Quite the strong words.

But Budgie’s status as a unique and forceful innovator in football can’t be doubted.

And this makes his steady demise all the more sad. Having upped sticks and left England for Scotland towards the tail end of his career, Budgie finished in a miserable fashion. In just two years, he’d moved between eight different clubs and racked up only six games between them.

This eventually culminated, at the age of 46, in the start of a painful breakdown. One day, whilst helping Kevin Keegan by coaching at Newcastle, Burridge simply broke down.

“I was on the bench with Kevin Keegan and his staff at a game against Arsenal one day, and I just started crying. Kevin asked what was the matter and I said, ‘I just want to play’.”

Sadly, Budgie had hung up his gloves by this point and could no longer face the footballing world without him playing in it.

From football’s funniest fool to a crying, lost and directionless cast-out, Budgie hit rock bottom in the late 1990s.

Having locked himself in his room, contemplating suicide and rejecting any form of help, Burridge says that this is how he felt.

“I hadn’t shaved, I hadn’t brushed my teeth for days. I was a complete mess. I’d got depression and I had got it bad. I’d been called mad often enough in my career – for walking on my hands during warm-ups, doing somersaults, sitting on the crossbar during games, having brawls with my managers, sleeping in my goalie gloves, following the same diet as African tribesmen.”

“None of that was seen as normal behaviour, but I hadn’t been mad, just ‘Mr Dedication’ – someone who was way ahead of his time. But this was a whole different ball game – I was in meltdown and maybe this time I was mad.”

“I just wanted to crawl into a corner and die.”

But, mercifully, Burridge found help.

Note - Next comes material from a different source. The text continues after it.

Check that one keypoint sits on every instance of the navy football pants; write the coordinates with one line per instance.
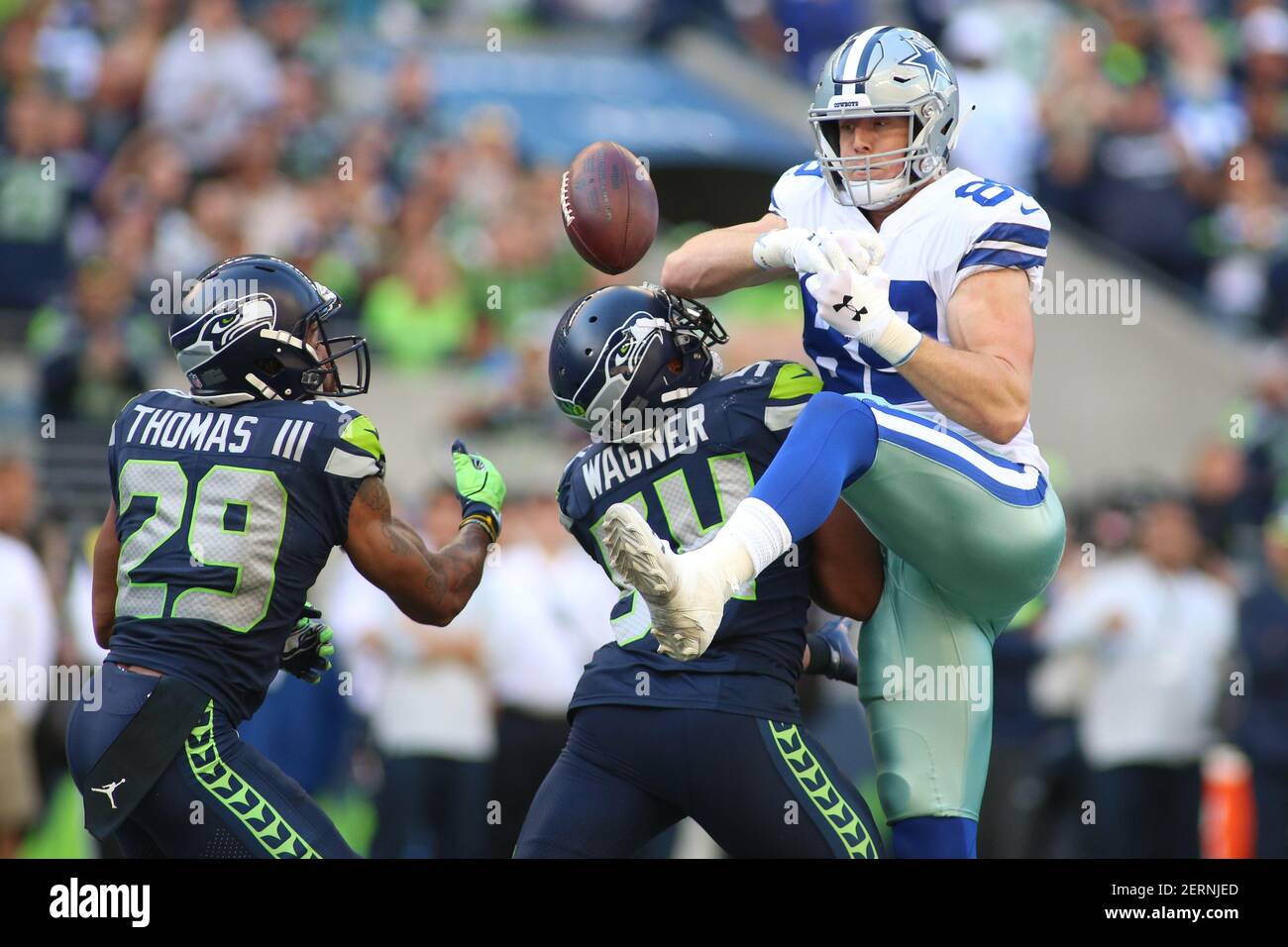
(219, 797)
(759, 788)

When his wife, Janet, and Kevin Keegan decided it would be best to have him sectioned, “men in green boiler suits… stuck a needle in my arse with a knock-out drug and sent me to sleep.”

From here, Budgie went into the Priory and found solace in his problems when he realised that he was surrounded by bereaved widows, drug-addicted children, manic depressives and alcoholics:

“And I’d have to stand up and say I was suicidal because I was 47 and couldn’t play Premier League football any more.”

John Burridge

Today, having successfully confronted the issue, he now works on TV in Oman and had helped to nurture the Reading ‘keeper, Ali-Al-Habsi.

With the breakdown, managerial brawls and moving days behind him, Burridge now enjoys life in the Middle East.

But his legacy will forever remain in Britain.

Budgie; the nutter, the innovator, the journeyman. And we still haven’t fully described him. We told you it’s not easy.